古橋 そうです。太田との出会いも大きかったですね。彼は「生まれながらのCTO」という言葉がぴったりな人で、多分、バイト時代からCTO以外の仕事をやったことがないんじゃないですかね(笑)。エンジニアの気持ちをよく理解して、スタッフに出す指示もすごく的確です。そして、お客さんとの会話もそつなくこなせるし、けっこう強気の交渉もできる。
実は僕、お客さんとはなかなか言葉が通じないんですが、僕らのような生粋のエンジニアとお客さんの間の橋渡しをしてくれる存在が太田なんです。そういう意味で、トレジャーデータはうまく役割分担ができているといえますね。
森田 トレジャーデータが順調に業績を伸ばしているニュースを聞いて、うれしい限りですが、技術者が足りなくてハイアリングに力を入れているというウワサも聞きますが。
古橋 それは本当です。米国/日本法人の両方で人材を募集しています。米国で仕事をしていて思うんですが、日本人のITエンジニアが海外のITエンジニアに比べて技術力で劣るということはまったくありません。むしろ日本人エンジニアは本当に優秀だと思うことの方が多い。ITエンジニアとしてインプットしている知識量に違いはないと思っています。

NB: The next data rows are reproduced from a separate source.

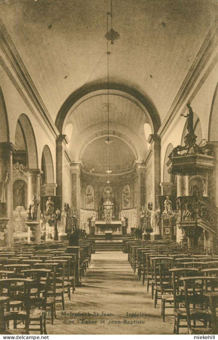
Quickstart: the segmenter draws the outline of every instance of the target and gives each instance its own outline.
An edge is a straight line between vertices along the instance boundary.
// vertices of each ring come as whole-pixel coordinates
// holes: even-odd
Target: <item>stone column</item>
[[[56,178],[57,184],[56,194],[61,196],[60,204],[61,207],[64,203],[62,202],[63,196],[63,183],[64,166],[64,151],[65,146],[67,144],[68,140],[66,135],[60,135],[56,140]]]
[[[5,217],[7,234],[5,234],[4,243],[5,246],[12,247],[14,242],[13,217],[13,180],[12,178],[12,153],[16,150],[15,147],[8,142],[0,143],[0,187],[1,189],[0,202],[6,203]],[[3,213],[3,212],[2,212]],[[4,213],[4,215],[5,215]]]
[[[76,207],[80,218],[80,172],[81,162],[74,162],[70,165],[71,175],[71,205]]]
[[[177,175],[177,197],[189,196],[189,176]],[[176,242],[180,242],[182,239],[182,230],[176,226]]]
[[[150,135],[148,143],[151,144],[152,156],[153,202],[153,206],[158,207],[158,195],[160,194],[160,139],[156,134]]]
[[[38,223],[35,227],[35,241],[36,243],[41,242],[41,226],[40,224],[40,175],[42,171],[40,169],[29,169],[27,171],[28,176],[28,207],[35,195],[39,201],[37,210],[37,221]]]
[[[136,198],[136,205],[137,208],[137,216],[138,217],[140,210],[142,207],[144,206],[146,200],[146,166],[144,163],[136,160],[135,166],[136,167],[136,185],[138,185],[138,188],[136,190],[137,197]],[[140,224],[140,221],[139,221],[139,224]]]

米国との違いはむしろお客さんの違いですね。例えば日本のお客さんは、まずFace to Faceを望むというか、直接会うことを大切にします。一方、米国だと一度も会うことなく、メールや電話で商談が成立するケースも少なくありません。そういった商習慣の違いを考慮して、日本法人は東京・丸の内にオフィスを構えていますが、ITエンジニアとしてのマインドは、どこにいても変わらないものだと思っています。
森田 なるほど。最後に古橋さんが目指すところを聞かせてもらえますか。トレジャーデータが目指すゴールと、いちエンジニアとして目指す道、それぞれ教えてもらえれば。
古橋 トレジャーデータが作った仕組み、つまりビッグデータを収集して保存し、クエリを掛けるという一連の処理を高速に、かつ安価にできるようにしたことは大きな価値があったと自負しています。誰もが触れるビッグデータプラットフォームなんて、世界中のどこにもはなかったんですから。
でも、ビッグデータが世界に行き渡るようになるのは、これからです。これからは世界中のデータがTreasure Data Platformやfluentdに集まるようなシステムを作っていきたいですね。
個人的にはストレージのシステム構築に本格的に取り組みたいです。正直、ITエンジニアをハイアリングしているのも、Hadoopの運用とか、fluentdやMessagePackの管理など、僕の仕事を減らして、新しい分散ストレージに取り組ませてほしいという希望もあるんですよね(笑)。
私見ですが、ITエンジニアの極める道って、OS、言語、データベースの3つのどれかじゃないかなと。僕は、その最後の道、データベースを極めるために、これからも開発を続けていきたいと思います。